I think the biggest problem is that std::error::Error is not portable. Even though it has no dependencies on mutexes, or threading, or anything like that, it cannot be moved to core, or even alloc crate, due to tech debt in the standard library. And due to the way rust works, if the traits themselves are non-portable, not merely the implementations, you can't really work around that at all. The fundamental traits have to be in core to be useful at all, if the goal is to write portable code.

Since std::io uses this everywhere, that's a big stumbling block right out of the gate.

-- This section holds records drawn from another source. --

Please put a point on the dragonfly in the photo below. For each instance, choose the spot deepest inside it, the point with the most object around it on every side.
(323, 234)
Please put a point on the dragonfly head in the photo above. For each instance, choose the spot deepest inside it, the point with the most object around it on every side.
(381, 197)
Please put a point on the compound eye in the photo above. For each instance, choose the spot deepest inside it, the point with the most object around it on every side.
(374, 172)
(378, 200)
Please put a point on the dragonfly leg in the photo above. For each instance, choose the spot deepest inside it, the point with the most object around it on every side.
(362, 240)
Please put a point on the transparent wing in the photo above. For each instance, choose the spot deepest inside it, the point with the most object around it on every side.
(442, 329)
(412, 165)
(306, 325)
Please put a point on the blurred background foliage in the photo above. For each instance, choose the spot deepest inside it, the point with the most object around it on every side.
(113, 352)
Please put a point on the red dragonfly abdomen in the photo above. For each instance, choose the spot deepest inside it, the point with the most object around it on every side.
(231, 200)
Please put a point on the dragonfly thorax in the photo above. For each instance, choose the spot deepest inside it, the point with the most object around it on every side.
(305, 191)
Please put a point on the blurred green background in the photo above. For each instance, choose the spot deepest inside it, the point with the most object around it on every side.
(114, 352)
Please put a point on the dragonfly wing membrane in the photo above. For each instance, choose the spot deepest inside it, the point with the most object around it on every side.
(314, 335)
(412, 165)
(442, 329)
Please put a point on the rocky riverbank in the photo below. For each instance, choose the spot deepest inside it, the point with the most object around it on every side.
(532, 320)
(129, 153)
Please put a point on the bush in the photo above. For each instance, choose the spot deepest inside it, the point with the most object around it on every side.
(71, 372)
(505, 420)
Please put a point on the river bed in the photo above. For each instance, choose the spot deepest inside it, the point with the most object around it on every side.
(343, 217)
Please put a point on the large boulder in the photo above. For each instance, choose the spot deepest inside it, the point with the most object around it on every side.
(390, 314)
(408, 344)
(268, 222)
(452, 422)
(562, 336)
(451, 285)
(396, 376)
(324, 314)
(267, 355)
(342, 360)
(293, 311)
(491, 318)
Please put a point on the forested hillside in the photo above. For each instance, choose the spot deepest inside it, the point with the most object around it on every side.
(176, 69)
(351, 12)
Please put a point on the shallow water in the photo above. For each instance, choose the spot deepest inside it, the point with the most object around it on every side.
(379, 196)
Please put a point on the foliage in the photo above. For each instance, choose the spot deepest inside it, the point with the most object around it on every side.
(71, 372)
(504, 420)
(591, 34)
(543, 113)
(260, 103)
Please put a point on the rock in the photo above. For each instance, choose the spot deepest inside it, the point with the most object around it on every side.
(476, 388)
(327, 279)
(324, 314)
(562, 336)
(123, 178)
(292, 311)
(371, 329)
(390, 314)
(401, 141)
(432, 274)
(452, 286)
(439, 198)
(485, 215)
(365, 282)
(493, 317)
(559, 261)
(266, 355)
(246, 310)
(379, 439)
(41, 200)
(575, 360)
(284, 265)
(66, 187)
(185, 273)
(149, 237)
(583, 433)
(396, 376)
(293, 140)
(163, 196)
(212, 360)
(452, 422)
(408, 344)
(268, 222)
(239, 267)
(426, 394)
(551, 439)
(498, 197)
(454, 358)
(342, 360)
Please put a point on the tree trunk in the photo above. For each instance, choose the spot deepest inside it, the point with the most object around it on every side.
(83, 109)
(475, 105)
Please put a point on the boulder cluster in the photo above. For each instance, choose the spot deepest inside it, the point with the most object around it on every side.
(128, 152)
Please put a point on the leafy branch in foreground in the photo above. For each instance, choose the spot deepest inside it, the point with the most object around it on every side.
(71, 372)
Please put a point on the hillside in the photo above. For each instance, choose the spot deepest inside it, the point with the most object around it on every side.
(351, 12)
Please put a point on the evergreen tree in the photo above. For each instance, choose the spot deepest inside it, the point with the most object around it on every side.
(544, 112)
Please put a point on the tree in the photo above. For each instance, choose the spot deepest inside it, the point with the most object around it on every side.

The tokio::bytes crate is different -- bytes represent a buffer that you already have, and can touch in lots of ways without it posisbly being a system call. There are lots of "no-fail" operations there and its easy to use cleanly without errors flying out everywhere. I think that being able to deftly avoid std::io is one of the biggest advantages that prost has.

I haven't studied the serde_cbor internals enough to understand how they deal with this, because serde also depends on std::error::Error, when std feature is on... serde itself has been a big portability headache honestly. I complained about this once and dtolnay made this release: https://github.com/serde-rs/serde/releases/tag/v1.0.100

Techcable commented 2 years ago

This would be (partially) fixed by #295 😄

Only thing to note is RmpWrite/RmpRead are considered an implementation detail in that PR.

That means on #[no_std], the only supported types would be Vec<u8> for writing and &[u8] for reading.